Dabo Swinney locking arms with his Clemson players.

CLEMSON, SC - SEPTEMBER 29: Head coach Dabo Swinney links arms with safety Isaiah Simmons #11 and defensive back K'Von Wallace #12 of the Clemson Tigers during Tigers' traditional Face Off prior to their football game against the Syracuse Orange at Clemson Memorial Stadium on September 29, 2018 in Clemson, South Carolina. (Photo by Mike Comer/Getty Images)

The ACC announced massive changes to its football schedule this Tuesday that'll go into effect in 2023. 

This new scheduling model for the ACC features a 3-5-5 structure. Each team will play "three primary opponents annually and face the other 10 league teams twice during the four-year cycle, once at home and once on the road." 

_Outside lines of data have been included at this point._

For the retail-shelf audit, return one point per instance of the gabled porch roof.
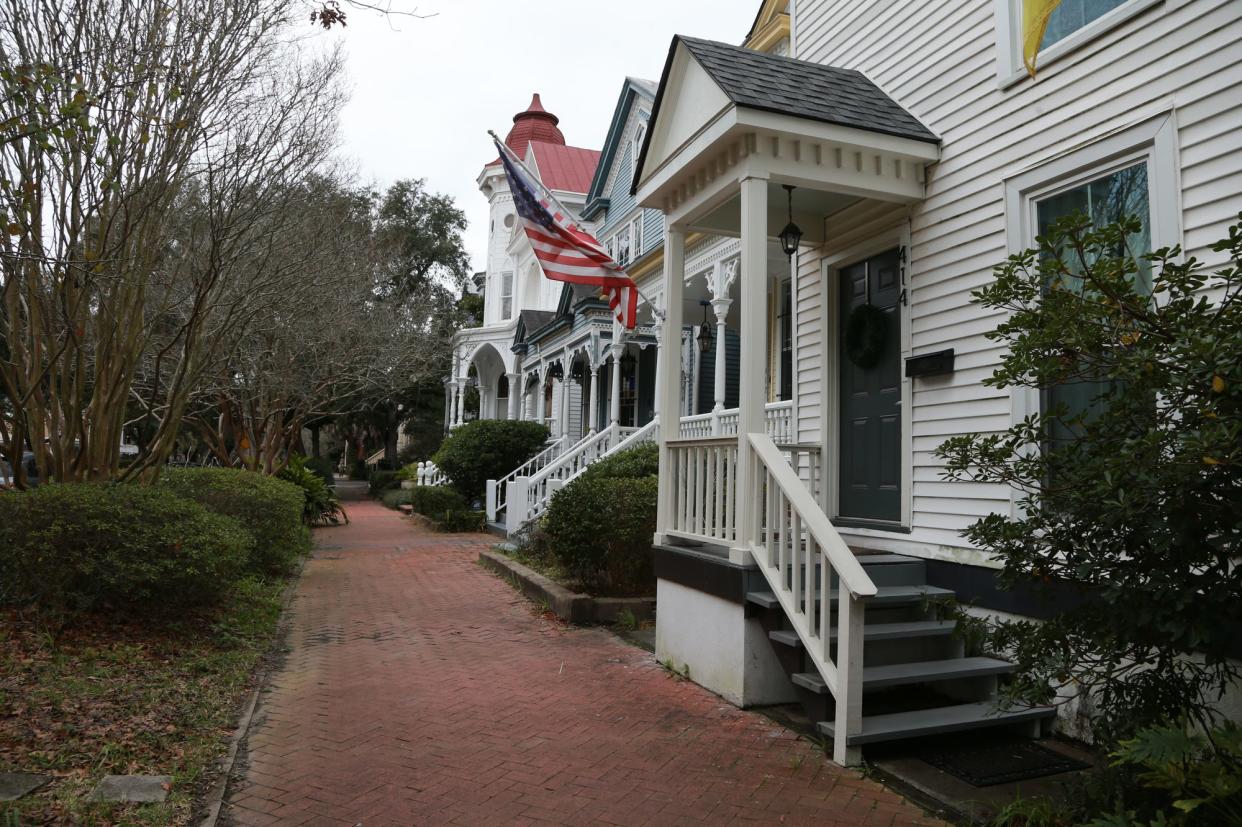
(724, 113)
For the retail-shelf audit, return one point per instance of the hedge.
(268, 508)
(80, 546)
(487, 450)
(440, 503)
(599, 527)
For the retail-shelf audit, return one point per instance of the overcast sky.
(425, 92)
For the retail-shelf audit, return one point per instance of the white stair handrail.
(793, 538)
(497, 489)
(588, 450)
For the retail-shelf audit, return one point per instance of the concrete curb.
(569, 606)
(214, 801)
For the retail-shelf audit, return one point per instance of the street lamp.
(791, 235)
(704, 337)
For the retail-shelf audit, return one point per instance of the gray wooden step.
(898, 674)
(937, 722)
(879, 631)
(884, 596)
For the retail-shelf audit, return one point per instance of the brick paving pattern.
(420, 689)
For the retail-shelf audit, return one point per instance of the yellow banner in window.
(1035, 21)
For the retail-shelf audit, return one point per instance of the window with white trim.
(1130, 173)
(640, 133)
(621, 241)
(1073, 24)
(506, 294)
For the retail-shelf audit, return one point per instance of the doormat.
(991, 763)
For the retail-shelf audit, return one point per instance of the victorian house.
(853, 165)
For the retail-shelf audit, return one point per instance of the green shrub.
(78, 546)
(383, 481)
(487, 450)
(599, 528)
(460, 520)
(268, 508)
(324, 467)
(396, 497)
(637, 462)
(321, 506)
(434, 501)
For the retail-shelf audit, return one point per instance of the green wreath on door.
(866, 335)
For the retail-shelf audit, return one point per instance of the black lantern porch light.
(791, 235)
(704, 337)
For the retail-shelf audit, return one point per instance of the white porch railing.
(498, 489)
(569, 465)
(429, 474)
(528, 498)
(703, 474)
(809, 566)
(779, 417)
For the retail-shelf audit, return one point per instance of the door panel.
(871, 414)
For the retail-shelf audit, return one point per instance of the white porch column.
(754, 352)
(565, 379)
(720, 307)
(670, 373)
(594, 396)
(514, 394)
(658, 333)
(615, 386)
(461, 401)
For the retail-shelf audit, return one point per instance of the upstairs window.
(506, 294)
(1073, 24)
(621, 241)
(1072, 15)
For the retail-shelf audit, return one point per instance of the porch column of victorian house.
(752, 358)
(516, 391)
(668, 389)
(720, 304)
(617, 348)
(566, 369)
(539, 393)
(593, 393)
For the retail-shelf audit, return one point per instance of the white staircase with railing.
(528, 497)
(498, 489)
(824, 601)
(430, 474)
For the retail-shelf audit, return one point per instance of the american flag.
(565, 251)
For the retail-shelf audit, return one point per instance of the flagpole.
(513, 157)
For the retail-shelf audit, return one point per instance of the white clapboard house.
(920, 154)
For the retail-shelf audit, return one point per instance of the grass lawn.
(99, 698)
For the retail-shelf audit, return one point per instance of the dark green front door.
(871, 394)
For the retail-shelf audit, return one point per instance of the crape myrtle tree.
(118, 118)
(1129, 479)
(421, 267)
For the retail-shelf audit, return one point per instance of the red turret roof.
(534, 124)
(568, 169)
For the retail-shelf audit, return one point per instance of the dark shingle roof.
(805, 90)
(534, 319)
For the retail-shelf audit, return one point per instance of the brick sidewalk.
(420, 689)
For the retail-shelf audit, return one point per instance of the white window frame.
(1153, 140)
(506, 281)
(616, 237)
(1009, 37)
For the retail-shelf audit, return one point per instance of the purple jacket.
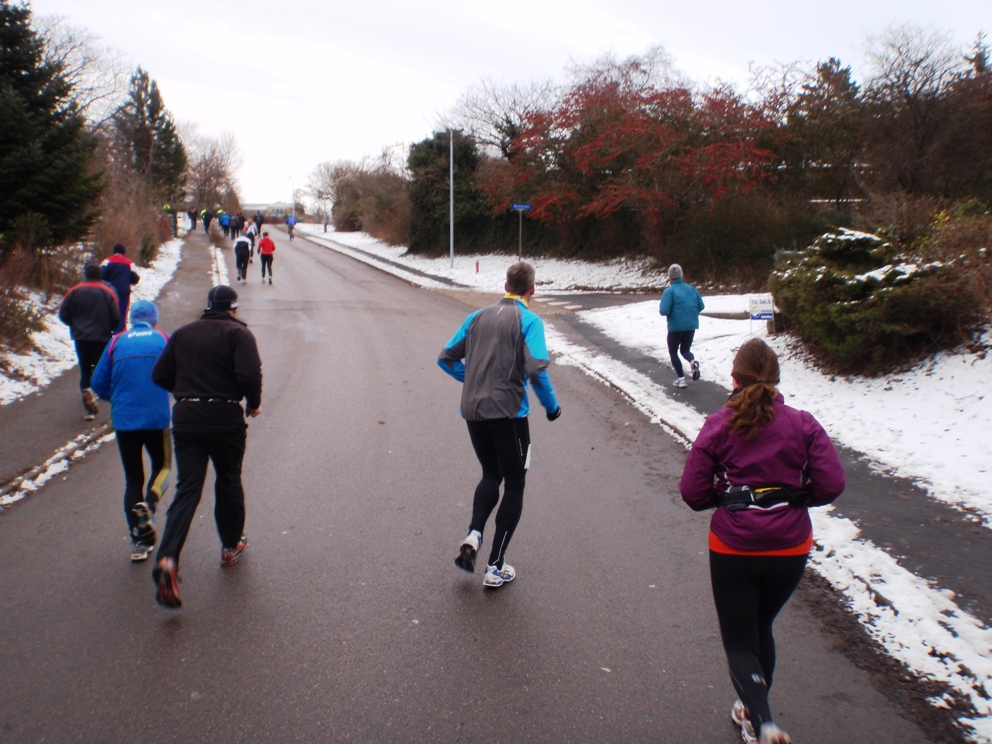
(792, 451)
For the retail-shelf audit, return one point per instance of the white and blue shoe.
(467, 551)
(496, 577)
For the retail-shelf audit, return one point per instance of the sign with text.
(762, 307)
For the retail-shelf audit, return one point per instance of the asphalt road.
(346, 619)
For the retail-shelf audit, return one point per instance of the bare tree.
(99, 74)
(495, 113)
(212, 163)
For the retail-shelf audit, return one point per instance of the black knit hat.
(222, 297)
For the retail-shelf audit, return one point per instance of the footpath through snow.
(927, 425)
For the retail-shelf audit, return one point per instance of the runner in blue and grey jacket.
(681, 303)
(496, 353)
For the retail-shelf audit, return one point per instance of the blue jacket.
(681, 303)
(124, 377)
(504, 348)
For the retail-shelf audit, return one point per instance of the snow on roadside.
(928, 425)
(54, 352)
(553, 274)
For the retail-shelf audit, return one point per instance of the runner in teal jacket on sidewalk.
(681, 303)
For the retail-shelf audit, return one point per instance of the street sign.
(762, 307)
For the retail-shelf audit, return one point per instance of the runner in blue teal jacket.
(141, 416)
(681, 303)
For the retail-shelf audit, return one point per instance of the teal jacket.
(681, 303)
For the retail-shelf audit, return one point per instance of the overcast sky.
(303, 81)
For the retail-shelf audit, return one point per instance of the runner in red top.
(265, 250)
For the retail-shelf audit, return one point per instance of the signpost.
(520, 209)
(762, 307)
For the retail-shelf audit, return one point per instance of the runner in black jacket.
(209, 366)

By adopting this model, the ACC will eliminate the Atlantic and Coastal divisions. All 14 schools will compete in one division. 

"The future ACC football scheduling model provides significant enhancements for our schools and conference, with the most important being our student-athletes having the opportunity to play every school both home and away over a four-year period,” ACC commissioner Jim Phillips said. "We appreciate the thoughtful discussions within our membership, including the head football coaches and athletic directors. In the end, it was clear this model is in the best interest of our student-athletes, programs and fans, at this time."

The reactions to this announcement are mixed. There's some belief this will inspire other conferences to adopt a similar model. 

Some people are happy about this change because it means the Coastal Division can no longer cruise to the ACC Championship.

Of course, there are plenty of arguments and debates being had about whether or not the primary opponents for each team are correct. 

This new scheduling model for the ACC will be the talk of the college football world for at least the next few days.